The damage to Aberdeen might not be as easily fixed. People here expected calm and safety. He’d been on the job six months and delivered the exact opposite.

But the bigger issue had to do with the woman standing by his side. “What about the guy who took Courtney? Any idea who he is or where he went?”

“Good Samaritan, maybe?” Rich threw it out there but his eyes said he didn’t believe it.

She snorted. “More like kidnapper.”

“And this used to be a nice place to live,” Rich joked.

She slipped back into the chair and rubbed her eyes. “Before I got here, you mean.”

Rich sobered. “No, before a killer came to town.”

Jonas watched the byplay. Where Walt sent out warning signals, Rich stepped into protection mode with Courtney. Jonas appreciated both tactics but neither would keep her safe. They needed more information. Fighting the unknown had proven too dangerous for everyone in town.

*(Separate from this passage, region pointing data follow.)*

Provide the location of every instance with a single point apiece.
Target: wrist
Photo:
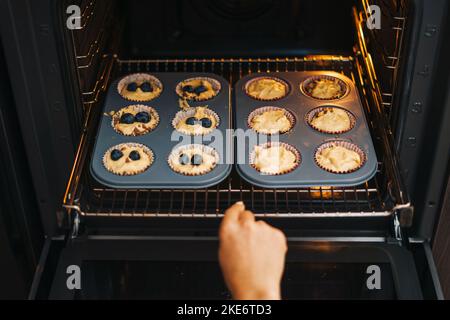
(272, 293)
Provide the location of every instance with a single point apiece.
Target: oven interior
(234, 38)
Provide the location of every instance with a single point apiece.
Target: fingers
(246, 217)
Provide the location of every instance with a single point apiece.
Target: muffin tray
(159, 174)
(302, 136)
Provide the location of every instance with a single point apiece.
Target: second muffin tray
(305, 139)
(159, 175)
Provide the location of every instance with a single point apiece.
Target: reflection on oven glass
(203, 280)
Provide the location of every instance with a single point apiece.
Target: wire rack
(368, 199)
(378, 197)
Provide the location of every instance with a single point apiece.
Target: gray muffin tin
(159, 174)
(304, 138)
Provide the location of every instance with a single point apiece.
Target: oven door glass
(188, 269)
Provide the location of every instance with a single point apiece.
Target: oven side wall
(47, 118)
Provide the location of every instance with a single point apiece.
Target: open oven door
(130, 268)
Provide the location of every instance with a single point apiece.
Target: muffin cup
(288, 89)
(262, 110)
(275, 144)
(311, 114)
(342, 143)
(344, 87)
(182, 115)
(139, 77)
(214, 83)
(138, 108)
(175, 154)
(146, 149)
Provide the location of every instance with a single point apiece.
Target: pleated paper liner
(185, 114)
(140, 78)
(142, 147)
(136, 109)
(174, 158)
(345, 144)
(263, 110)
(308, 85)
(310, 116)
(216, 86)
(268, 145)
(284, 83)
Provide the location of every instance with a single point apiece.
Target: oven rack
(378, 197)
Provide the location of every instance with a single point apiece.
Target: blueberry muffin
(196, 121)
(193, 159)
(198, 89)
(128, 159)
(135, 120)
(324, 88)
(140, 87)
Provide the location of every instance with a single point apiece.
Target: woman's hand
(251, 255)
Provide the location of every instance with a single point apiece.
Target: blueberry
(116, 155)
(132, 86)
(127, 118)
(191, 121)
(184, 159)
(134, 155)
(206, 122)
(143, 117)
(146, 87)
(197, 160)
(200, 89)
(188, 88)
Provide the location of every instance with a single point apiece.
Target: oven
(162, 243)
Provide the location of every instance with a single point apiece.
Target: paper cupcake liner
(184, 114)
(342, 143)
(262, 110)
(288, 88)
(311, 114)
(146, 149)
(344, 87)
(275, 144)
(175, 155)
(138, 108)
(139, 77)
(215, 85)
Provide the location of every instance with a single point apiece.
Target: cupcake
(271, 120)
(331, 120)
(135, 120)
(128, 159)
(275, 158)
(340, 157)
(324, 88)
(267, 88)
(198, 89)
(193, 159)
(140, 87)
(196, 121)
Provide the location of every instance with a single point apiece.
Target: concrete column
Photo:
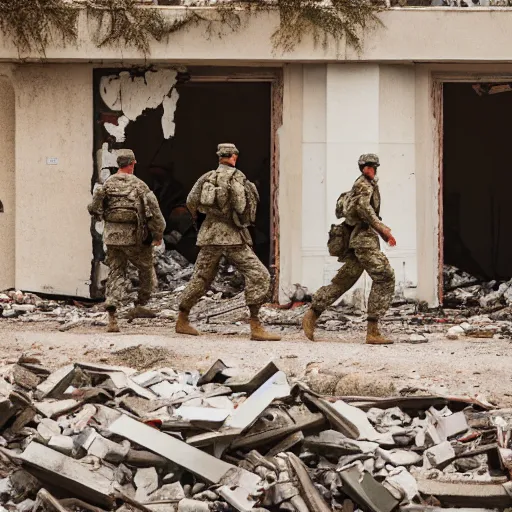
(314, 148)
(290, 180)
(398, 173)
(427, 191)
(53, 121)
(7, 188)
(366, 108)
(352, 129)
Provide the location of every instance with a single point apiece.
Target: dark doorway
(207, 113)
(477, 179)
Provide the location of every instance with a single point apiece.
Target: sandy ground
(468, 366)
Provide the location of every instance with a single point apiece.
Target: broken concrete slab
(199, 463)
(286, 444)
(48, 428)
(25, 378)
(449, 426)
(466, 494)
(57, 382)
(308, 491)
(214, 374)
(188, 505)
(237, 486)
(364, 490)
(203, 414)
(398, 457)
(55, 408)
(7, 411)
(238, 385)
(335, 444)
(169, 492)
(62, 444)
(66, 473)
(439, 456)
(146, 482)
(106, 449)
(275, 387)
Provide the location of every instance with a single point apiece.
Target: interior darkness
(206, 114)
(477, 181)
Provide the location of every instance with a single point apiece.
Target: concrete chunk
(108, 450)
(56, 408)
(399, 457)
(237, 486)
(193, 506)
(202, 464)
(146, 482)
(275, 387)
(439, 455)
(48, 428)
(169, 492)
(62, 444)
(66, 473)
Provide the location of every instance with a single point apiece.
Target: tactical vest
(232, 194)
(123, 213)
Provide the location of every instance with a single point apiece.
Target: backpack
(346, 208)
(231, 193)
(339, 234)
(124, 214)
(123, 203)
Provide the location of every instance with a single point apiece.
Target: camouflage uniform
(125, 242)
(364, 254)
(220, 236)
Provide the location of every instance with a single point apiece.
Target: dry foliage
(33, 24)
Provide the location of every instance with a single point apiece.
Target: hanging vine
(33, 25)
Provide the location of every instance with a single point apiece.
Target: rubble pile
(174, 271)
(464, 290)
(94, 437)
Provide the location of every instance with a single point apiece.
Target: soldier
(229, 201)
(362, 206)
(133, 225)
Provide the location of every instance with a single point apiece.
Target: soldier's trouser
(377, 265)
(141, 256)
(257, 278)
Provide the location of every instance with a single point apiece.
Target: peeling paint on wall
(170, 103)
(133, 94)
(106, 159)
(117, 130)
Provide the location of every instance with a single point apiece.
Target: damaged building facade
(425, 93)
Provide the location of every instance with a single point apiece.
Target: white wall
(7, 190)
(413, 35)
(53, 119)
(350, 109)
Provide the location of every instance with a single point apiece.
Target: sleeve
(364, 209)
(156, 221)
(194, 197)
(96, 206)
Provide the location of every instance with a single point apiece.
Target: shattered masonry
(133, 94)
(92, 435)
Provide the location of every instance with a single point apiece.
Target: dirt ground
(469, 366)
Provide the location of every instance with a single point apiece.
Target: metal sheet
(207, 467)
(275, 387)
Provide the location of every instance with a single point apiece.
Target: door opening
(207, 113)
(477, 227)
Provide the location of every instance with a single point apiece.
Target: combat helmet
(369, 158)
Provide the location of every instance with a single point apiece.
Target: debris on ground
(472, 308)
(94, 437)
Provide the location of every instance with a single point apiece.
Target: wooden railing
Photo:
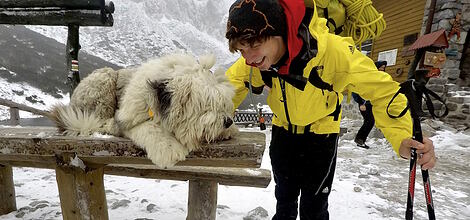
(15, 110)
(82, 195)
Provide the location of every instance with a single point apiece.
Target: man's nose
(249, 56)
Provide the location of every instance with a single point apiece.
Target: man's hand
(426, 156)
(362, 108)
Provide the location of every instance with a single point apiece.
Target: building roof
(435, 39)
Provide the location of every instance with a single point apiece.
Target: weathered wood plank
(75, 4)
(22, 107)
(252, 177)
(81, 193)
(202, 200)
(224, 176)
(7, 190)
(56, 17)
(41, 144)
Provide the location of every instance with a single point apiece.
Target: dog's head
(194, 104)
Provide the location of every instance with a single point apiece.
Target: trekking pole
(414, 90)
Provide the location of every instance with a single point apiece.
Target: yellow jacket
(345, 68)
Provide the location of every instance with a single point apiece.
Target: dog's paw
(229, 133)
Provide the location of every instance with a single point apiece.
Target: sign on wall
(389, 55)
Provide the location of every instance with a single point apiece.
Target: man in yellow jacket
(287, 47)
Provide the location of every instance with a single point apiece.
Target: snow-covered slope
(148, 28)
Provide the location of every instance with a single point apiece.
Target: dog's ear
(207, 61)
(162, 96)
(220, 75)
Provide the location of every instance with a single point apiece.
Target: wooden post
(72, 49)
(7, 190)
(14, 116)
(81, 193)
(202, 200)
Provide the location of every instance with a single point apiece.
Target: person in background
(365, 108)
(286, 46)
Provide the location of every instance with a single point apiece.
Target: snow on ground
(369, 184)
(20, 92)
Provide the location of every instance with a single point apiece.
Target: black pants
(303, 164)
(368, 123)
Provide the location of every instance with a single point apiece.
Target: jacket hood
(294, 11)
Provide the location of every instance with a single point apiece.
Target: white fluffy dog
(168, 106)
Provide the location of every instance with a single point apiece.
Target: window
(410, 39)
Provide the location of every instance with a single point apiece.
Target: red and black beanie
(255, 18)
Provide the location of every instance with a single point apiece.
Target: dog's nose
(227, 122)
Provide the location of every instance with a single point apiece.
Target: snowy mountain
(148, 28)
(33, 56)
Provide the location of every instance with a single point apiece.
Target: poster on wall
(389, 55)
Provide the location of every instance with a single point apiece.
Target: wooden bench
(81, 162)
(69, 13)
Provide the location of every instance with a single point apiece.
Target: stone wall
(451, 85)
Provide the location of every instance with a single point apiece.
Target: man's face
(263, 54)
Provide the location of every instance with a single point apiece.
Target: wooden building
(404, 20)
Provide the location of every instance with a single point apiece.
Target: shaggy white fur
(191, 105)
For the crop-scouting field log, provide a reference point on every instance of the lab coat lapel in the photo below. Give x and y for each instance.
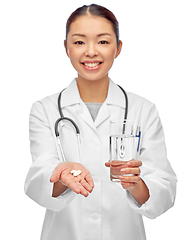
(103, 114)
(83, 112)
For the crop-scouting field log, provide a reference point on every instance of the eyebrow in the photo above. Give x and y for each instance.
(82, 35)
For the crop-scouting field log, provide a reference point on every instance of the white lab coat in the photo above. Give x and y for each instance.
(109, 212)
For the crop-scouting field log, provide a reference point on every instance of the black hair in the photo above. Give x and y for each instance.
(95, 10)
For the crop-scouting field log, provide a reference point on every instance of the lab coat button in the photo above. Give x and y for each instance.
(95, 142)
(96, 179)
(95, 216)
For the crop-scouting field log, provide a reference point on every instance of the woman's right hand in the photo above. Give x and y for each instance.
(62, 178)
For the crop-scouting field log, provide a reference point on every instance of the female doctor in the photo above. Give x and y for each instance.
(90, 206)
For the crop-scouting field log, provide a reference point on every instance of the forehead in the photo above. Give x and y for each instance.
(89, 24)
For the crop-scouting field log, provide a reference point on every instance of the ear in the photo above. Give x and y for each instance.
(119, 49)
(65, 45)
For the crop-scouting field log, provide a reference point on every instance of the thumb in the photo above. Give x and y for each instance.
(107, 164)
(54, 177)
(56, 174)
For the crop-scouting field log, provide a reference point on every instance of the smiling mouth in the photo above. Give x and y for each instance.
(92, 65)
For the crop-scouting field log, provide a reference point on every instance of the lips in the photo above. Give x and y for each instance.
(91, 65)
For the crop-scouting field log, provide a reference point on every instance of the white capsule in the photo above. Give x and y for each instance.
(78, 172)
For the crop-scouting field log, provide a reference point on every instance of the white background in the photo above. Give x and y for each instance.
(156, 62)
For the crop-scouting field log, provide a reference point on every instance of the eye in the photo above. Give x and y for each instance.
(103, 42)
(79, 43)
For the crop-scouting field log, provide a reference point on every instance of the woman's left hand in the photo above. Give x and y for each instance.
(130, 182)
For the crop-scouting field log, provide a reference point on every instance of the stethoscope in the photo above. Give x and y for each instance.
(63, 118)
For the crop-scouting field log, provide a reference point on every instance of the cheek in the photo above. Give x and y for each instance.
(110, 53)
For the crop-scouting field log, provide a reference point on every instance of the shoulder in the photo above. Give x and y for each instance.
(139, 101)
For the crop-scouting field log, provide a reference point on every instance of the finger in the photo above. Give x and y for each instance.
(130, 179)
(83, 191)
(128, 186)
(89, 180)
(107, 164)
(86, 185)
(135, 171)
(134, 163)
(57, 173)
(75, 186)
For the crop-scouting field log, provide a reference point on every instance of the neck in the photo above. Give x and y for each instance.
(93, 91)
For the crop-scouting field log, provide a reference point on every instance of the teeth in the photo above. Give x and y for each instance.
(91, 64)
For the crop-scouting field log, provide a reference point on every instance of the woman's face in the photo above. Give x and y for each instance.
(92, 47)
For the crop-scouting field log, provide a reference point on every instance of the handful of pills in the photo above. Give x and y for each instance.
(76, 172)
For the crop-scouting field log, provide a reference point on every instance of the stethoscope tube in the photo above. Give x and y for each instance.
(63, 118)
(73, 123)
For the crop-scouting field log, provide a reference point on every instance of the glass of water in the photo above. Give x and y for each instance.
(122, 146)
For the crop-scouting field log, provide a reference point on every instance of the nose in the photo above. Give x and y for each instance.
(91, 50)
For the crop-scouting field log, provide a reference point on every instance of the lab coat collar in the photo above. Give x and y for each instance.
(71, 95)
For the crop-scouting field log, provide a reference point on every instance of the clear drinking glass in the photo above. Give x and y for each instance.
(122, 146)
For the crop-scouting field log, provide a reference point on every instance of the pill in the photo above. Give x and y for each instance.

“Can you describe him?” Jonas asked her.

She rubbed her hands up and down her arms. “He grabbed me from behind. I didn’t see anything.”

Jonas tipped his head back against the pillow and closed his eyes. He tried to conjure up a view of the guy, but couldn’t. For all his training, his skills failed when he needed them most. “And I was too busy trying to get to you to concentrate on getting a description.”

“And then there’s the part where you were almost unconscious.” She reached out a hand but laid it on the railing instead of touching him.

His gaze went to her fingers before skipping back to Rich and his stupid smile. Jonas wondered if he’d ever regain his equilibrium. He had a job to do, but his performance suffered whenever she walked by.

He shook his head and tried to get his mind back on track. “What do we know?”

“You need to stay in here for a few…” Rich raised an eyebrow. “Why are you shaking your head?”

Never going to happen.
“I’m leaving as soon as the doctor signs the papers.”

This time Courtney wrapped her fingers around the metal bar to his bed in a hold tight enough to crush it. “We don’t even know what’s wrong with you.”